Governance dei processi digitali

Le imprese dovranno integrare nei propri modelli organizzativi e di controllo (es. MOG 231, assetti CCI, procedure interne) specifiche policy sull’uso dell’IA, definendo:

  • ruoli e responsabilità dei soggetti coinvolti;
  • procedure di audit e validazione dei risultati;
  • protocolli di aggiornamento e manutenzione del modello;
  • gestione dei rischi di bias, errore o danno reputazionale.

Responsabilità e tracciabilità

Il professionista dovrà documentare ogni fase del processo decisionale che si avvale di strumenti AI.
Ciò comporta:

  • registrazione delle fonti dati utilizzate;
  • archiviazione delle versioni del modello;
  • documentazione delle decisioni prese e delle verifiche umane effettuate.

Questa tracciabilità sarà fondamentale anche in sede di controllo fiscale o contenzioso tributario, per dimostrare la diligenza professionale e l’assenza di automatismi non supervisionati.

5) Digitalizzazione, crisi e fisco: opportunità e rischi nell’era dell’IA

L’introduzione dell’alfabetizzazione obbligatoria in materia di IA segna l’inizio di una nuova stagione di compliance integrata: tecnologia, fisco, impresa e crisi si intrecciano.

Opportunità

  • L’IA consente di individuare segnali precoci di crisi economico-finanziaria e di migliorare la continuità aziendale;
  • I sistemi predittivi aiutano a simulare impatti fiscali e di cassa, agevolando la pianificazione strategica e la prevenzione degli insoluti tributari;
  • Le imprese che adottano strumenti digitali conformi all’AI Act potranno vantare maggior trasparenza e affidabilità nei rapporti con banche, investitori e fisco;
  • L’alfabetizzazione digitale crea un vantaggio competitivo per i professionisti che si propongono come partner tecnologici delle imprese, non solo come consulenti tradizionali.

Rischi

  • Eccessiva fiducia nei modelli (“automation bias”): la decisione deve restare umana e verificata;
  • Incertezza interpretativa sull’obbligo di formazione: mancano ancora linee guida nazionali uniformi;
  • Costi iniziali di adeguamento (formazione, aggiornamento software, audit di conformità);
  • Responsabilità in caso di errori automatizzati: chi risponde, l’utilizzatore o il fornitore?

Sul piano fiscale, infine, l’automazione deve rispettare i principi di trasparenza e giustificazione: in caso di accertamento, il contribuente o il professionista deve poter dimostrare come è stato ottenuto un dato, quale algoritmo è stato usato e con quali controlli.
L’assenza di queste informazioni potrebbe configurare negligenza professionale o violazione degli obblighi organizzativi ex art. 2086 c.c.

Il 2025 segnerà un passaggio epocale: l’alfabetizzazione digitale in materia di intelligenza artificiale diventa non solo un requisito tecnico, ma un obbligo giuridico e professionale.
Per le imprese, significa investire in formazione e governance; per i professionisti, significa aggiornare il proprio profilo di competenze e diventare “interpreti digitali” tra tecnologia, diritto e fisco.
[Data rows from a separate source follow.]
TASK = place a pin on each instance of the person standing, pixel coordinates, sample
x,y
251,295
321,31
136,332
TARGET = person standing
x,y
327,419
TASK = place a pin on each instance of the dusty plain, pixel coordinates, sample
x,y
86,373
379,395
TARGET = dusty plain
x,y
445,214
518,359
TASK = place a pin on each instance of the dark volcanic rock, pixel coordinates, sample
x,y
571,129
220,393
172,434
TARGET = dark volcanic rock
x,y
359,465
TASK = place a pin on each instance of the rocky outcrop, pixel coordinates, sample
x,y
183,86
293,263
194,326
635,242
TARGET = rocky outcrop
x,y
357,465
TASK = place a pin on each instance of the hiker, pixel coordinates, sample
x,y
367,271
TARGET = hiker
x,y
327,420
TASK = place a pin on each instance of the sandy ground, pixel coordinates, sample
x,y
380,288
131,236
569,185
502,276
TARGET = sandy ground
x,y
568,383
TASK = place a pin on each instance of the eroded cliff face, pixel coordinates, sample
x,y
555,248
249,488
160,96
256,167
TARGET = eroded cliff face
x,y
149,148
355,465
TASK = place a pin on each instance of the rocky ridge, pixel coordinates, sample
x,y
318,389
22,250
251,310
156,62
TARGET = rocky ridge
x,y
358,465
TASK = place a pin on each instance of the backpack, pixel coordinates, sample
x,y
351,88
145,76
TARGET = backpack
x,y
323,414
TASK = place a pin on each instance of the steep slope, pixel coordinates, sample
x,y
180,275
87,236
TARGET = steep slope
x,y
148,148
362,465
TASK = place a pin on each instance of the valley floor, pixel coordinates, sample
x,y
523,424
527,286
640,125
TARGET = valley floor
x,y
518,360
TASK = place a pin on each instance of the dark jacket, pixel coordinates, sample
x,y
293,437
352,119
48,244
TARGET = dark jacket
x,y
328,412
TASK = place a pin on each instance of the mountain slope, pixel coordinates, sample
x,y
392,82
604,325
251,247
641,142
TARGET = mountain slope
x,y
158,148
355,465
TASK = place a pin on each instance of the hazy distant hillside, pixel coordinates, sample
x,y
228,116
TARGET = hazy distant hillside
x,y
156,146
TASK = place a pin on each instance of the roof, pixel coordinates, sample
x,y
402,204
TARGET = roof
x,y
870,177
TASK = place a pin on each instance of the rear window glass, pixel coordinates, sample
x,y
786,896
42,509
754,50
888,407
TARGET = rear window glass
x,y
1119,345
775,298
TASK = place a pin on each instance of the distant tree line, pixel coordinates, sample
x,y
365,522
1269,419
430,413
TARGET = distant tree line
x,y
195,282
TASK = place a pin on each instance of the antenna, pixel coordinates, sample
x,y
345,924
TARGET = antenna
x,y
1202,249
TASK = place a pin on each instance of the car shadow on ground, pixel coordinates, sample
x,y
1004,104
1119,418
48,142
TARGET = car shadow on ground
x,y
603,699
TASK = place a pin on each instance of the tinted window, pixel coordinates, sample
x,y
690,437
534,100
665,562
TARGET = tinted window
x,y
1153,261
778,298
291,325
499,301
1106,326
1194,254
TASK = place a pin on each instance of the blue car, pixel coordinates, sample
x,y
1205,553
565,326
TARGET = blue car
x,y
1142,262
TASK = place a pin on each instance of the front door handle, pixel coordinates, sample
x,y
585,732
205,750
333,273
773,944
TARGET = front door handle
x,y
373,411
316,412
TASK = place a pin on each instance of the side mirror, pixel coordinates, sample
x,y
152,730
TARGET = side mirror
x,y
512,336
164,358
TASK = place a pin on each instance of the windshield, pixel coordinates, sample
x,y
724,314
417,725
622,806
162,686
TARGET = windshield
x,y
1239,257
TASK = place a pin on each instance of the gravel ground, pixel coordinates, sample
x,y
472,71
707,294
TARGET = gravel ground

Il Codice della Crisi e l’AI Act viaggiano in parallelo: entrambi impongono consapevolezza, controllo e responsabilità. Solo chi saprà coniugare queste dimensioni potrà offrire alle imprese un supporto strategico nella gestione preventiva della crisi e nella compliance con le nuove norme europee. In un mondo dove l’IA entra nei bilanci, nei flussi fiscali e nelle decisioni di business, la vera differenza non sarà più tra chi usa la tecnologia e chi no, ma tra chi la governa con competenza e chi la subisce senza comprenderla.